State Key Laboratory of Separation Membranes and Membrane Processes, School of Chemical Engineering and Technology, Tiangong University, Tianjin, 300387, P. R. China.
Anal Methods. 2021 Mar 21;13(11):1374-1380. doi: 10.1039/d1ay00017a. Epub 2021 Mar 2.
Ensemble modeling has gained increasing attention for improving the performance of quantitative models in near infrared (NIR) spectral analysis. Based on Monte Carlo (MC) resampling, least absolute shrinkage and selection operator (LASSO) and partial least squares (PLS), a new ensemble strategy named MC-LASSO-PLS is proposed for NIR spectral multivariate calibration. In this method, the training subsets for building the sub-models are generated by sampling from both samples and variables to ensure the diversity of the models. In detail, a certain number of samples as sample subsets are randomly selected from training set. Then, LASSO is used to shrink the variables of the sample subset to form the training subset, which is used to build the PLS sub-model. This process is repeated N times and N sub-models are obtained. Finally, the predictions of these sub-models are used to produce the final prediction by simple average. The prediction ability of the proposed method was compared with those of LASSO-PLS, MC-PLS and PLS models on the NIR spectra of corn, blend oil and orange juice samples. The superiority of MC-LASSO-PLS in prediction ability is demonstrated.
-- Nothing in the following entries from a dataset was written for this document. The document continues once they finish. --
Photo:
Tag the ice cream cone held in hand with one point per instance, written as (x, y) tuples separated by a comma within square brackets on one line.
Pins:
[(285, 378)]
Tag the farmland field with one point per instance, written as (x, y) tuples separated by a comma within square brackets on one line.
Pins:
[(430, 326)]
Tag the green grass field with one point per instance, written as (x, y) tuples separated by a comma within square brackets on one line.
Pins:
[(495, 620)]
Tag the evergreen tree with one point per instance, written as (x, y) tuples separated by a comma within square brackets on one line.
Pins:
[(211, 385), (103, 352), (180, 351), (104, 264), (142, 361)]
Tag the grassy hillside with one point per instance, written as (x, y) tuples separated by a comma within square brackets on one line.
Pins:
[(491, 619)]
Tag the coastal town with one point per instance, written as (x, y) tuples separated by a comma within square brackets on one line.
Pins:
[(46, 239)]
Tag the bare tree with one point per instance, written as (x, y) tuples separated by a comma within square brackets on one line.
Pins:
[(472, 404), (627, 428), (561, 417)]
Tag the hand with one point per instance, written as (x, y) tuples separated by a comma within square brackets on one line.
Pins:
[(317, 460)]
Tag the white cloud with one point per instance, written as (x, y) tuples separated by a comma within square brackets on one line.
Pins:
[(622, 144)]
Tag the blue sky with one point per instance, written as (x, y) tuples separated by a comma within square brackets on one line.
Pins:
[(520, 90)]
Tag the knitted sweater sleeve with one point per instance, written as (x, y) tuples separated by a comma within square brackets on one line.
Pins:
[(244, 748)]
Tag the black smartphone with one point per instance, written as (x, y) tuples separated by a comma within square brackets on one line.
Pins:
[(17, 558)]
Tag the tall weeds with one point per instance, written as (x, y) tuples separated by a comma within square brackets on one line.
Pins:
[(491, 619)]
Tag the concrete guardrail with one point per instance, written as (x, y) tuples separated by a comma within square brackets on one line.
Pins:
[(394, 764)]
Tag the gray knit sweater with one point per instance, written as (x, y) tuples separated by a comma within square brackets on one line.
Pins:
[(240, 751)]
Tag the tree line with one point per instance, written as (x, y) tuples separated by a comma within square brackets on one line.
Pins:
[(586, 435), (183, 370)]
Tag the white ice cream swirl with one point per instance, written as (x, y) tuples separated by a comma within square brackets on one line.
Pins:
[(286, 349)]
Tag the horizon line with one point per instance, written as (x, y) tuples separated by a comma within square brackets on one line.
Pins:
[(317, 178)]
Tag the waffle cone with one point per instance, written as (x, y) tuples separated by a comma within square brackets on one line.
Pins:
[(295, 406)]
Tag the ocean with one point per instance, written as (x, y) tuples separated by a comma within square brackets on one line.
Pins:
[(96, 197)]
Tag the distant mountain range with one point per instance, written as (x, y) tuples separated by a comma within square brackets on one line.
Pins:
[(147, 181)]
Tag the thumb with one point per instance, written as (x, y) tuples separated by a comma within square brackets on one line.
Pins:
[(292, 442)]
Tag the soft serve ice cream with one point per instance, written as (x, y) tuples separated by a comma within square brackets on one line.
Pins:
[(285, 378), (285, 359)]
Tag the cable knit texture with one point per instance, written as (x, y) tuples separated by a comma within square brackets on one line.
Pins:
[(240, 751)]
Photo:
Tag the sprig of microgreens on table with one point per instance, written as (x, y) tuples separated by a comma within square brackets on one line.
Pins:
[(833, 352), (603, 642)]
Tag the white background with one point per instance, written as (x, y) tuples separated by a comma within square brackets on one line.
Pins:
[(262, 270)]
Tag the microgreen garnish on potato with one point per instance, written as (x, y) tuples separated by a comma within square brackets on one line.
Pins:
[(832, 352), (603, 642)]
基于蒙特卡罗(MC)重采样、最小绝对值收缩和选择算子(LASSO)以及偏最小二乘法(PLS),提出了一种新的用于近红外(NIR)光谱多元校准的集成策略,称为 MC-LASSO-PLS。在该方法中,通过从样本和变量中同时进行采样来生成用于构建子模型的训练子集,以确保模型的多样性。具体来说,从训练集中随机选择一定数量的样本作为样本子集。然后,使用 LASSO 对样本子集的变量进行收缩,形成训练子集,用于构建 PLS 子模型。该过程重复 N 次,得到 N 个子模型。最后,通过简单平均使用这些子模型的预测结果来生成最终预测。将所提出的方法的预测能力与玉米、混合油和橙汁样品的 NIR 光谱上的 LASSO-PLS、MC-PLS 和 PLS 模型的预测能力进行了比较,证明了 MC-LASSO-PLS 在预测能力方面的优越性。